Page 67 of Marleau and Montpetit states that the House can claim the right to punish for certain affronts against the dignity and authority of Parliament.
At what point does Parliament take a stand against a Prime Minister who continually thumbs his nose at Parliament?
In this Parliament the Prime Minister reneged on his very first obligation to the House with respect to the amendment to the throne speech to allow members an opportunity to consider all public information pertaining to the missile defence agreement and to vote prior to a government decision.
My House leader raised a complaint in the House with respect to the defeat of Bills C-31 and C-32. In the case of Bills C-31 and C-32, the trade minister shrugged off the defeat of two bills that would create a new international trade department separate from the Department of Foreign Affairs, saying that the two branches of government will continue to operate independently without Parliament's blessing.
Now we are faced with a situation where a committee has rejected an appointment made by the government. That vote was nine to two. It reported that rejection to the House.
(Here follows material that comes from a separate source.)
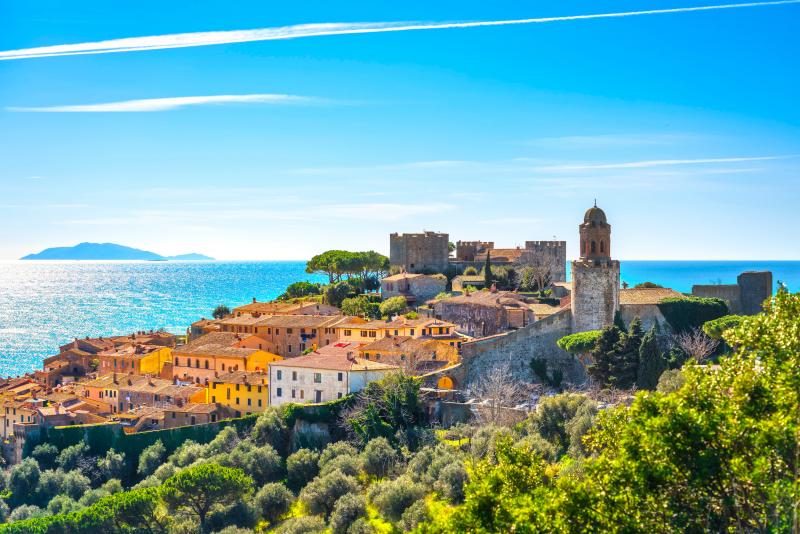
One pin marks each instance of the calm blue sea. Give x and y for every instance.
(46, 304)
The House has concurred in that rejection on a vote of 143 to 108. The Prime Minister has continued to ignore it. We brought this about because the person was not qualified for the position of the appointment.
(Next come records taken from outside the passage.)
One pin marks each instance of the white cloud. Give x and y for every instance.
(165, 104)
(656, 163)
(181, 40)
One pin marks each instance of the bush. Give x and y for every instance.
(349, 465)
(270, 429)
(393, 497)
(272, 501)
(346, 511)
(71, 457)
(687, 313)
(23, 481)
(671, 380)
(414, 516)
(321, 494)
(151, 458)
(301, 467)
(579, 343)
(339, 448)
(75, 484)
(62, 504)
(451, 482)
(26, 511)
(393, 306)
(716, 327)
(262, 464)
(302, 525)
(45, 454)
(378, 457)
The excessive power that lies in the Prime Minister's office prompted the Prime Minister in his address to the law students at Osgoode Hall in the fall of 2002 when he was trolling for support for his leadership bid, to state that the essence of power in Ottawa was who you know in the PMO. We thought he was complaining about it. We thought he was promising to clean that up, but if one wants a government appointment in his government, it is not Parliament that matters, it is who you know in the PMO.
In the future why would any member question an appointment and bring it before committee? The Prime Minister does not listen. Why would we debate it in the House with our three hours? The Prime Minister does not listen.
Mr. Speaker, I feel that my privilege has been taken away because of what the Prime Minister has done. I would ask you to look at that.